Be honest — does a day ever go when you don’t see an orange cone during your commute? That little traffic cone probably has you seeing red — or rather, orange.
The Regional Transportation Commission of Southern Nevada understands motorists are frustrated, and rightfully so. Orange cones can cause unplanned traffic delays, but they also represent jobs, progress and growth.
As the transit authority, transportation planning organization and regional traffic management agency, the RTC is in a unique position of funding roadways, bridges and pedestrian-bicycle projects for Clark County and its cities.
As the region added thousands of new residents and jobs that demand commercial, public and private infrastructure investment, hundreds of roadway and infrastructure projects also received needed funding via the Fuel Revenue Indexing program beginning in 2014. That meant more orange cones to navigate and more frustrated motorists who suddenly had their commutes disrupted.
A centralized information point-of-contact became a necessity.
Enter Seeing Orange, an RTC-based initiative and collaborative service launched in 2015 with the goal of helping motorists better navigate and plan for their commutes. How?

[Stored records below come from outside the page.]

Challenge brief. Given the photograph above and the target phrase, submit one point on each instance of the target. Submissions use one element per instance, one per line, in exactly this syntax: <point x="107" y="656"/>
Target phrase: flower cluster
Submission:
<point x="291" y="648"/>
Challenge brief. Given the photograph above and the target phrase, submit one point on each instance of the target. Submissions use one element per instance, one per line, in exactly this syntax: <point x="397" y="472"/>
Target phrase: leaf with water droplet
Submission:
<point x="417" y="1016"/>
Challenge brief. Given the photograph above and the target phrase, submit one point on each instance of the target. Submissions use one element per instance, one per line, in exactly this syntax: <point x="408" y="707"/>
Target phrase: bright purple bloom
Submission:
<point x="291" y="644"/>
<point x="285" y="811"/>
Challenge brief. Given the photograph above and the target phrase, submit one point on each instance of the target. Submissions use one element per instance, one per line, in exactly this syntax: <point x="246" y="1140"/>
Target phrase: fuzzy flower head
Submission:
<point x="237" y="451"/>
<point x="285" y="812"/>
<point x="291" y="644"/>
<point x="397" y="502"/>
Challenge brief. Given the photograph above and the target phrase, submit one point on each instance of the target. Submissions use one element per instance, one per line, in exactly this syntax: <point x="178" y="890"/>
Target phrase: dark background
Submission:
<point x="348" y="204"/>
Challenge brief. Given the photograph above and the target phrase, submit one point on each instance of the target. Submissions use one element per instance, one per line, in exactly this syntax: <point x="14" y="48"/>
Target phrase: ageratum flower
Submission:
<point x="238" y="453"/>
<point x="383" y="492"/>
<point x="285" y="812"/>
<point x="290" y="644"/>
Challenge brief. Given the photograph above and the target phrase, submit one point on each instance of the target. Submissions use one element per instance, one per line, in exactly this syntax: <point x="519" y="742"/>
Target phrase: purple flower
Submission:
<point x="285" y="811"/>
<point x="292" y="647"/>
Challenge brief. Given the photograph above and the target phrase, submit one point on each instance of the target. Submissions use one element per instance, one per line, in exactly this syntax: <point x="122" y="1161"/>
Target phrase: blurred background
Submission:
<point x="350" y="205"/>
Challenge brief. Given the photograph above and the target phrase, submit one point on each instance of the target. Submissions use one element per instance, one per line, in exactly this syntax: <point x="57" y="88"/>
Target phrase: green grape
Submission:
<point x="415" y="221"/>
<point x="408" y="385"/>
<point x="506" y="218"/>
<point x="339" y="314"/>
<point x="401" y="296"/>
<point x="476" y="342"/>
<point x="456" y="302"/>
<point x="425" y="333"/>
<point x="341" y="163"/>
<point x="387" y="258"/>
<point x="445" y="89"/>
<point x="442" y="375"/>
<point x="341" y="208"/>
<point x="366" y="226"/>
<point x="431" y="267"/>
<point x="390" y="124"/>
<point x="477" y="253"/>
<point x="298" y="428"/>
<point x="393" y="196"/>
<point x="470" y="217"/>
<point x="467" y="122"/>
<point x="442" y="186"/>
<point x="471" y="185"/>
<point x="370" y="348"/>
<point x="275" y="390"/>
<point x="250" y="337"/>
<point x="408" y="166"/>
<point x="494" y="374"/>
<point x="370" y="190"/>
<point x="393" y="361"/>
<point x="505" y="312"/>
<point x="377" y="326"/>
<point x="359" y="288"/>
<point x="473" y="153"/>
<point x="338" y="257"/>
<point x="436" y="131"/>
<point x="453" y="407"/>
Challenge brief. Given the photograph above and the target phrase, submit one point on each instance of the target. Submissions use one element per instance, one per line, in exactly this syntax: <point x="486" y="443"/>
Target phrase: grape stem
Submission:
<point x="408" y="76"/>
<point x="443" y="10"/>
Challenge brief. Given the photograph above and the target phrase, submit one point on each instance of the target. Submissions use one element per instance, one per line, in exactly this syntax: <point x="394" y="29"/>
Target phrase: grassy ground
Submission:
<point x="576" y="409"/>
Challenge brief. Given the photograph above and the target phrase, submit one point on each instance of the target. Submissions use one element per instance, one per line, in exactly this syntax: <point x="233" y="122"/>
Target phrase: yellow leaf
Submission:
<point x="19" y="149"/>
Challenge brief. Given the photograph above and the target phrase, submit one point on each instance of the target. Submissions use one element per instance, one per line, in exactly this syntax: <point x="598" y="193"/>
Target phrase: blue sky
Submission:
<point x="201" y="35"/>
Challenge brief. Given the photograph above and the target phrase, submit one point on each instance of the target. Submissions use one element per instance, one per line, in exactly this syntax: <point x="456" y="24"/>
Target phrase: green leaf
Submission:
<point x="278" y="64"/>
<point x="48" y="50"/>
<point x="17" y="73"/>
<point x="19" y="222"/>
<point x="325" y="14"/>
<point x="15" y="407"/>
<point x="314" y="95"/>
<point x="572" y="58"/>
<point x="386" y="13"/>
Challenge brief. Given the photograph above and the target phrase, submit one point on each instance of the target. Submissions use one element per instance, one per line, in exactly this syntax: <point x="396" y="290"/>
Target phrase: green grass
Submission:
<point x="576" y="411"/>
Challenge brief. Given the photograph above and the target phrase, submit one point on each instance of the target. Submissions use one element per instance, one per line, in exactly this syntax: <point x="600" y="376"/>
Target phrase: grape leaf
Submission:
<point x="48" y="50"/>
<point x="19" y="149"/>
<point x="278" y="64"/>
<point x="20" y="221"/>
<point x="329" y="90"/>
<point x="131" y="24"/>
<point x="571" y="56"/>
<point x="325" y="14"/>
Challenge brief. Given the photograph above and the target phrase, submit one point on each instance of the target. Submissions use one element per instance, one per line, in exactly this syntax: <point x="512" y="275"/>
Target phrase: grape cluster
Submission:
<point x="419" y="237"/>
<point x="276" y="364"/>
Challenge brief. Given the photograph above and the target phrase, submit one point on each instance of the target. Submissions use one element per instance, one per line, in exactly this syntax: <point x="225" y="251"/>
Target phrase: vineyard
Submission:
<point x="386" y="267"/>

Working with city, county, public and private entities, Seeing Orange provides accurate and timely information to residents’ questions about road construction and traffic signal issues on its website, SeeingOrangeNV.com.
An extensive map displays roadway construction projects underway throughout the valley, explains what’s being done and includes the expected end date of each project.
A comment form is available on the website for anyone with questions. Every single inquiry is read, and a representative will acknowledge it within 24 hours and respond within 72 hours. Seeing Orange also includes a hotline at (702) 928-CONE (2663).
Another component of Seeing Orange is the development of two coordination committees — one looking at long-term projects, and the other looking at what’s happening right now.
The RTC restructured one of its committees, the Regional Project Coordination Committee, to look at long-term construction projects in the valley in an effort to coordinate work long before it starts.
Looking at active construction sites, the Cone Management Working Group meets monthly to ensure they are coordinating to the best of their ability. Members are workers who are in the trenches, and they work together to help avoid things like completing a project or roadway, only to have that same roadway torn up months later by a different agency.
Partners of the Cone Management Working Group include the local jurisdictions, such as the cities and county, utility and telecom companies, general contractors, underground contractors and barricade companies – basically anyone who needs to get into the roadway. As a result, the RTC and other entities in Southern Nevada are better coordinated, transparent and most importantly, holding one another accountable.
Since the Seeing Orange launch, the RTC has partnered with the crowd-sourced traffic navigation app Waze to provide motorists with even more real-time information. Waze is a free, real-time crowdsourced traffic navigation app powered by the world’s largest community of drivers.
The RTC shares road closures, detours and real-time traffic accidents with Waze. The two-way data share of publicly available traffic information creates the most accurate update on up-to-the-minute roadway conditions.
‘Love the Cone’
The RTC recently re-launched Seeing Orange during National Infrastructure Week in mid-May with the “Love the Cone” campaign, a tongue-in-cheek approach to direct motorists, especially newcomers, to the Seeing Orange website.
“Orange cones translate to jobs, progress and growth – ultimately improving the economy and quality of life for everyone in the region,” said Tina Quigley, RTC general manager. “We understand motorists’ frustration, and we thank them for their enduring patience as we all work together to make Southern Nevada a better place to live, work and visit.”
The Love the Cone campaign includes videos detailing the “pain and humiliation” these orange beacons endure. It’s one reason the RTC and KTNV teamed up to provide important weekly updates on the station’s website.
Now, just maybe, the orange cone will get some much needed love while residents get jobs, progress and growth.